Re: suid script
| From: dpk <firstname.lastname@example.org>
| On Thu, 3 Dec 1998, Pere Camps wrote:
| I want my users to be able to execute this script:
| /sbin/kbdrate -r 30 -d 250
| /etc/init.d/gpm stop
| /etc/init.d/gpm start
| A better/more secure way is to install the package 'sudo'. Then you
| can add the command to the /etc/sudoers file:
| #= Give 'username' permission to execute 'mycommand' as root
| username ALL=/path/to/mycommand
| Hope this helps!
that's two suggestions on how to get around the issue using
sudo. if you want to give your users access to these two
specific commands -- kbdrate and gpm -- you might have luck
setting those two executables to be SUID-root.

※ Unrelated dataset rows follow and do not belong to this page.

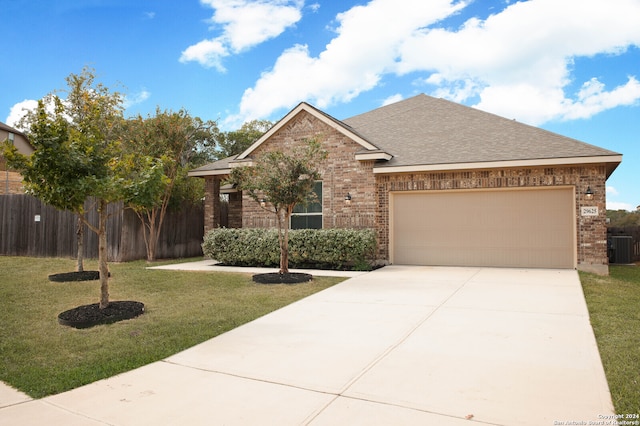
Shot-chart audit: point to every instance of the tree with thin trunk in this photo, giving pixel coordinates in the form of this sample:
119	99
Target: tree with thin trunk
78	155
279	182
49	174
171	140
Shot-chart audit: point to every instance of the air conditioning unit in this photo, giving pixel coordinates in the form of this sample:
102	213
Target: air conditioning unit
622	249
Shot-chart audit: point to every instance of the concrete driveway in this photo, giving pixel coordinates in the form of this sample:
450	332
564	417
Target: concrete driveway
401	345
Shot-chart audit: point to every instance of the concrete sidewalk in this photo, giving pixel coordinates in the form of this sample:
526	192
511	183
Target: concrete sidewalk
400	345
213	266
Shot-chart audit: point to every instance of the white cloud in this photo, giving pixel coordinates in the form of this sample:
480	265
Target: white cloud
613	205
19	110
365	48
136	98
517	62
244	24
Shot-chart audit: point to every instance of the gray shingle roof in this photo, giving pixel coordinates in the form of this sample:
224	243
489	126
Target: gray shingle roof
423	130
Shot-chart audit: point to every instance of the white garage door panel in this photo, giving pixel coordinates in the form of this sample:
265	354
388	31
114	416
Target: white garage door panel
510	228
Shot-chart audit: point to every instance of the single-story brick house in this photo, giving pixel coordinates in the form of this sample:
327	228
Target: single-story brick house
443	184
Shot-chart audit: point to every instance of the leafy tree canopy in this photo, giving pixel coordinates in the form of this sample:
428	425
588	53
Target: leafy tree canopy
280	181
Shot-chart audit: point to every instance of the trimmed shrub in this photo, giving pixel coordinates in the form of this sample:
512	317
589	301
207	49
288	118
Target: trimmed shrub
308	248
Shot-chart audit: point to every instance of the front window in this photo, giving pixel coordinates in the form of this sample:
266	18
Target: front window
309	216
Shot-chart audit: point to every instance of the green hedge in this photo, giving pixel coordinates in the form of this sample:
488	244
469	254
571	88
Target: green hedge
312	248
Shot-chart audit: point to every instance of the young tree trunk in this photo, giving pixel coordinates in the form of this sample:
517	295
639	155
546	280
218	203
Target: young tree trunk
153	239
102	254
283	239
80	235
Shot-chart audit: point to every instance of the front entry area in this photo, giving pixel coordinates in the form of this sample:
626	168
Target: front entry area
522	228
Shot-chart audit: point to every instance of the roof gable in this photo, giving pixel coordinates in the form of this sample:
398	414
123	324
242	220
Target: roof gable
325	118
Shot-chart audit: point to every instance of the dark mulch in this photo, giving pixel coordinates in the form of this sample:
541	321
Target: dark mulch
89	315
75	276
278	278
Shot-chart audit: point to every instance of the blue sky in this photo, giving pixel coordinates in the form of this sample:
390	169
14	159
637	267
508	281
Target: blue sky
568	66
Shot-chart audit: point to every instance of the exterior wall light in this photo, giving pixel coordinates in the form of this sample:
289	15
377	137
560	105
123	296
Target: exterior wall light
589	194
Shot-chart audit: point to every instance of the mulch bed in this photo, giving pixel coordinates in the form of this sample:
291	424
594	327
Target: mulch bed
90	315
75	276
278	278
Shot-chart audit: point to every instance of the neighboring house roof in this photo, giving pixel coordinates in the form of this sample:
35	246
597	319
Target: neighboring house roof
423	133
28	148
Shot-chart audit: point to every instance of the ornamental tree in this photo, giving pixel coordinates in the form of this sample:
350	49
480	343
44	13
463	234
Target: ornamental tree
78	155
279	182
171	141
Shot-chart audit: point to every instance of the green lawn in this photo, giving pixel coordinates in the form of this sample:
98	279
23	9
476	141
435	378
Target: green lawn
614	307
40	357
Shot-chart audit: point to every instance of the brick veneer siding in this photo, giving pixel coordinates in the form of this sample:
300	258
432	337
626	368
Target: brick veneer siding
341	174
592	231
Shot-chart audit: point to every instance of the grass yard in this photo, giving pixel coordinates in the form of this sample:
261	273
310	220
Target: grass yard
614	307
40	357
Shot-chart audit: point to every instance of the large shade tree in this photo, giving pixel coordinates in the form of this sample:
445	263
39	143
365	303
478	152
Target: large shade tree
51	173
281	181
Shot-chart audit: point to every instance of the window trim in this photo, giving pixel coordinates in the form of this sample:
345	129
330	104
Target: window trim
307	213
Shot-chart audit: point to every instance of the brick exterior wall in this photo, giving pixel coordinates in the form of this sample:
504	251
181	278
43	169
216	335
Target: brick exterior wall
342	174
592	231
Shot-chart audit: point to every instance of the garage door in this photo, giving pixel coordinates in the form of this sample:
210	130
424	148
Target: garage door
505	228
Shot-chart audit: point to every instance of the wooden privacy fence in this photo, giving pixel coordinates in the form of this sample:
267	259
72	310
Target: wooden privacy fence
29	227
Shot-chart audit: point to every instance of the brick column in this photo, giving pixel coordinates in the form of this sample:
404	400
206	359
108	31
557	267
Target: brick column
211	203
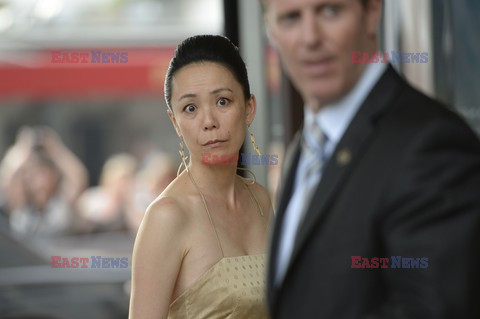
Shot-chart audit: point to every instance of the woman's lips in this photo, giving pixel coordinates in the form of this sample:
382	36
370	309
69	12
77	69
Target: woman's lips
214	143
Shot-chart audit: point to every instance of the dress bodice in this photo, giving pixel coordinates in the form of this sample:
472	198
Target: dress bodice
232	288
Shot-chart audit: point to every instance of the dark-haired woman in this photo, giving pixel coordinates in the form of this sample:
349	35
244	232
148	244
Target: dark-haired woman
200	251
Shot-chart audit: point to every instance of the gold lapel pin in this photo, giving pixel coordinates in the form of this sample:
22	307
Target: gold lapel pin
344	156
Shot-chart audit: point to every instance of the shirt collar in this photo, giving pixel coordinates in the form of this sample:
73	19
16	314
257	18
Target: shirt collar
334	118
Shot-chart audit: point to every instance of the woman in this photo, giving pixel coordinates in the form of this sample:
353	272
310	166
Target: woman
199	252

there are some complications -- gpm in context is itself a
shell script which checks for rootness. even with that
defeated, i don't know how well start-stop-daemon responds
to nonroot users. it might work better to invoke the real
gpm directly, after giving it suid, first with -k and then
with the arguments you like.
your darling users would simply run the user level shell
script and hopefully never be the wiser.
or... you could bind the script to a specific sequence of
mouse buttons, assuming your users are likely to be messing
with gpm and keyboard stuff from the console.